I don't know what "longest common [[chain? substring?]]" has to do with "percent difference", especially after seeing in a comment that you expect a very small % difference between two strings that differ by one character in the middle (so their longest common substring is about one half of the strings' length).
Ignoring the "longest common" strangeness, and defining "percent difference" as the edit distance between the strings divided by the max length (times 100 of course;-), what about:
def levenshtein_distance(first, second):
"""Find the Levenshtein distance between two strings."""
if len(first) > len(second):
first, second = second, first
if len(second) == 0:
return len(first)
first_length = len(first) + 1
second_length = len(second) + 1
distance_matrix = [[0] * second_length for x in range(first_length)]
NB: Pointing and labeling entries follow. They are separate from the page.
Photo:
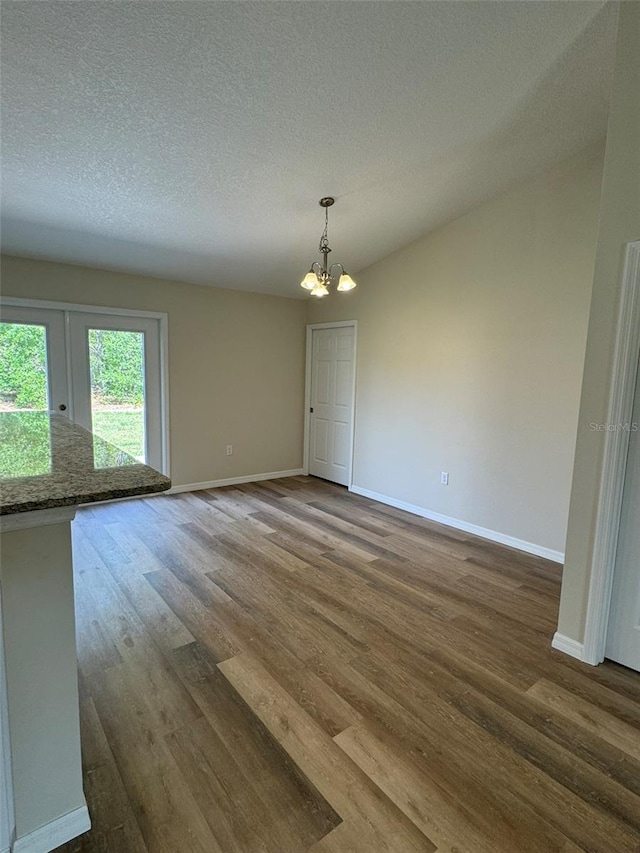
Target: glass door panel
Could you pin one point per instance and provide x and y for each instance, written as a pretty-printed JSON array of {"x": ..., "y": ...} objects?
[
  {"x": 33, "y": 374},
  {"x": 115, "y": 368},
  {"x": 117, "y": 371},
  {"x": 24, "y": 383}
]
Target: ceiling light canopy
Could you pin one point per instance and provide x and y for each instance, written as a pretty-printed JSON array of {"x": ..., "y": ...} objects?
[{"x": 320, "y": 275}]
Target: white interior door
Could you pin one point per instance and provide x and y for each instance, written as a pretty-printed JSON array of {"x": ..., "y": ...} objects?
[
  {"x": 623, "y": 636},
  {"x": 332, "y": 403}
]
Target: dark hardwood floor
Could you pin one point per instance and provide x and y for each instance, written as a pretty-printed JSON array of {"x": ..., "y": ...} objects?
[{"x": 285, "y": 667}]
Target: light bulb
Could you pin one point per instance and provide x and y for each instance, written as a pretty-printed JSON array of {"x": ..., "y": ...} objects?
[
  {"x": 320, "y": 290},
  {"x": 310, "y": 280},
  {"x": 346, "y": 282}
]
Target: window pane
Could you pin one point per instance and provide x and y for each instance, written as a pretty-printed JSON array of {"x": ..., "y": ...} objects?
[
  {"x": 23, "y": 368},
  {"x": 116, "y": 362}
]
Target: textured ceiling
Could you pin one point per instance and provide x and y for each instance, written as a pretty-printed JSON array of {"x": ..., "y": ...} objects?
[{"x": 192, "y": 140}]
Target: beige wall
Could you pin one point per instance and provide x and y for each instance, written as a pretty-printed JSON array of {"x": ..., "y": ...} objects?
[
  {"x": 236, "y": 364},
  {"x": 619, "y": 224},
  {"x": 470, "y": 355}
]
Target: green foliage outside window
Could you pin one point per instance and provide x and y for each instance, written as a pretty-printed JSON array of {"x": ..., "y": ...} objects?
[{"x": 117, "y": 366}]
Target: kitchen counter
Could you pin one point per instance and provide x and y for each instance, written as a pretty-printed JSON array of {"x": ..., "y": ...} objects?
[
  {"x": 47, "y": 461},
  {"x": 48, "y": 466}
]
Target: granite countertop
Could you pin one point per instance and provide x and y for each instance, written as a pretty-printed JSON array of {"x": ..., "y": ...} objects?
[{"x": 47, "y": 461}]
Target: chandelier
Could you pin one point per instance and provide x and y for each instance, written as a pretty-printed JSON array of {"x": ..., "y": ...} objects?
[{"x": 320, "y": 275}]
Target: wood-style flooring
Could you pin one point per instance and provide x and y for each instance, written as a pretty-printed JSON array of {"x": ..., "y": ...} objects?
[{"x": 285, "y": 667}]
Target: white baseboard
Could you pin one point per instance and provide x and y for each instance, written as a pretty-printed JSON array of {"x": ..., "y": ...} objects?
[
  {"x": 232, "y": 481},
  {"x": 482, "y": 532},
  {"x": 52, "y": 835},
  {"x": 568, "y": 646}
]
for i in range(first_length):
distance_matrix[i][0] = i
for j in range(second_length):
distance_matrix[0][j]=j
for i in xrange(1, first_length):
for j in range(1, second_length):
deletion = distance_matrix[i-1][j] + 1
insertion = distance_matrix[i][j-1] + 1
substitution = distance_matrix[i-1][j-1]
if first[i-1] != second[j-1]:
substitution += 1
distance_matrix[i][j] = min(insertion, deletion, substitution)
return distance_matrix[first_length-1][second_length-1]
def percent_diff(first, second):
return 100*levenshtein_distance(a, b) / float(max(len(a), len(b)))
a = "the quick brown fox"
b = "the quick vrown fox"
print '%.2f' % percent_diff(a, b)
The Levenshtein function is from Stavros' blog. The result in this case would be 5.26 (percent difference).